The type I interferons (IFN) are strongly implicated in the pathophysiology of SLE and lead to increased cytokine levels. Dr. Jason Bauer presented results of a longitudinal study performed to validate the use of IFN-regulated chemokines as biomarkers of SLE activity. Serum samples for 3 interferon-regulated chemokines (IP-10, MCP-1, and MIP-3B) from 288 SLE patients in the Johns Hopkins SLE cohort were analyzed. Patients were evaluated by the same examining physician at each visit and followed longitudinally for 1 year, which represented 1300 total visits. A normalized chemokine score was created to reflect the combined levels of all 3 chemokines. Detailed clinical information and laboratory results were also available for each visit. Paired, consecutive visits from patients who either experienced a flare of disease activity (increase in SLE Disease Activity Index [SLEDAI] ≥ 3, n = 74) or a reduction of disease activity (decrease in SLEDAI ≥ 3, n = 93). Patients were also divided based on baseline chemokine levels and the incidence of future disease activity was compared. The levels of IP-10, which has a role in migration of Th1 cells, increased with flare (P = 1x10-3) and decreased with remission (P = 3x10-5). The chemokine score was also a highly significant marker of disease activity increasing with flare (P = 2x10-4) and decreasing with remission (P = 4x10-4). In contrast, classic laboratory tests (dsDNA abs, complements, and erythrocyte sedimentation rate [ESR]) did not show the same level of significance (flare, P > .3; remission, P =.01). Baseline chemokine levels also predicted future activity, with patients having high chemokine levels at baseline more likely to have an active future disease course as measured by the SLEDAI (P = 3x10-3). These data strongly suggest that monitoring IFN-regulated chemokines in SLE will be a useful clinical tool to aid physician decision-making. It may also provide a reliable measure of disease activity for use in clinical trials. Further validation studies using samples from independent SLE cohorts are planned to provide the data necessary to effectively translate the results of the current study into a novel laboratory test for SLE.

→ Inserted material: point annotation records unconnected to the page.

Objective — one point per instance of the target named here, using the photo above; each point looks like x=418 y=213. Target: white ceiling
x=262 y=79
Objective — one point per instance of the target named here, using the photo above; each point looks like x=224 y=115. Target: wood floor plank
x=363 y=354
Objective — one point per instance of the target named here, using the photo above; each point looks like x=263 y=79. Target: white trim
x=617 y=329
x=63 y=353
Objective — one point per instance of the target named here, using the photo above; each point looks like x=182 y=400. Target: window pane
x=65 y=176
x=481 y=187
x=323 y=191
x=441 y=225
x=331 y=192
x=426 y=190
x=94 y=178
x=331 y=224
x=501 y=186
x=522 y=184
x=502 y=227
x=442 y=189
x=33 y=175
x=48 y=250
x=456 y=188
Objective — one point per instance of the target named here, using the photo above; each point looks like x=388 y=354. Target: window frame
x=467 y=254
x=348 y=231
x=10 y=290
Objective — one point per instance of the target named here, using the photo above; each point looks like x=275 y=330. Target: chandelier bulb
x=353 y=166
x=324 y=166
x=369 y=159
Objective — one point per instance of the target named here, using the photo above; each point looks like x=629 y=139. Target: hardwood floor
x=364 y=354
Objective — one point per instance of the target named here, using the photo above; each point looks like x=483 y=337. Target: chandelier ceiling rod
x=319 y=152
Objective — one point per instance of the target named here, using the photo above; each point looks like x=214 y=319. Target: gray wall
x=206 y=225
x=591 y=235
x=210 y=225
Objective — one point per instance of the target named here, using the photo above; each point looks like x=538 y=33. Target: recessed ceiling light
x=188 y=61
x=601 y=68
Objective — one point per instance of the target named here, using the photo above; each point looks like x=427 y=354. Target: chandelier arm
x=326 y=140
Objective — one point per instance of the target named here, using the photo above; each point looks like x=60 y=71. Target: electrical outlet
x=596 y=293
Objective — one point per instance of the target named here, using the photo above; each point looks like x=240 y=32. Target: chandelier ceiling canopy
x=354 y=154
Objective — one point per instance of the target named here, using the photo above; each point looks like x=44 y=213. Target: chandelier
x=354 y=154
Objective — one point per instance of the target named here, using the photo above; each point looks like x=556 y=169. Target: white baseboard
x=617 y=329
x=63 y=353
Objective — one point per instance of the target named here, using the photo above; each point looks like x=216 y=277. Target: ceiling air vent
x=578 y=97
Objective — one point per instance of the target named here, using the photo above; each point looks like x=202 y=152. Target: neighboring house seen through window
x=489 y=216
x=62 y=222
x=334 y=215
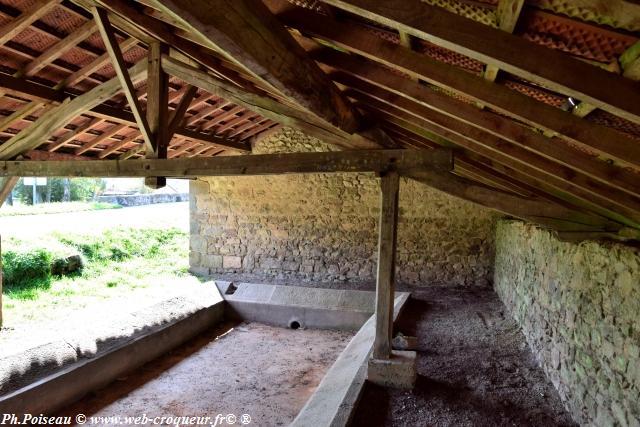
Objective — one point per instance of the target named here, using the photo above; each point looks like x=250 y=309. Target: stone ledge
x=399 y=371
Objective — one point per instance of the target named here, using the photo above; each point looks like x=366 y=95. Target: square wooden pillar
x=385 y=282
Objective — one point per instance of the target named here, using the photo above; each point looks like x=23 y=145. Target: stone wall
x=144 y=199
x=322 y=228
x=579 y=307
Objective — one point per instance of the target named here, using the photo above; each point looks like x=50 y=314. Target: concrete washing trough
x=45 y=379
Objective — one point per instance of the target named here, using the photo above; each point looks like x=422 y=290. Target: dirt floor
x=474 y=368
x=249 y=368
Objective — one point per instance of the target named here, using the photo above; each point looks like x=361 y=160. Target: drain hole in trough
x=231 y=289
x=294 y=324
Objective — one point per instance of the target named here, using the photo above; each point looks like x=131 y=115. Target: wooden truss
x=188 y=80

DAY 3: Updates on Arthritis Treatment Options

Early, aggressive RA therapy has become the standard for preventing accumulated irreversible articular damage. Prior results of the PROMPT study demonstrated the ability of methotrexate to delay clinical RA in patients with early, undifferentiated synovitis (ie, only a few active joints) who were seropositive for anti-CCP antibody.

Loss of Benefit After Methotrexate (MTX) Discontinuation in Undifferentiated Arthritis (3)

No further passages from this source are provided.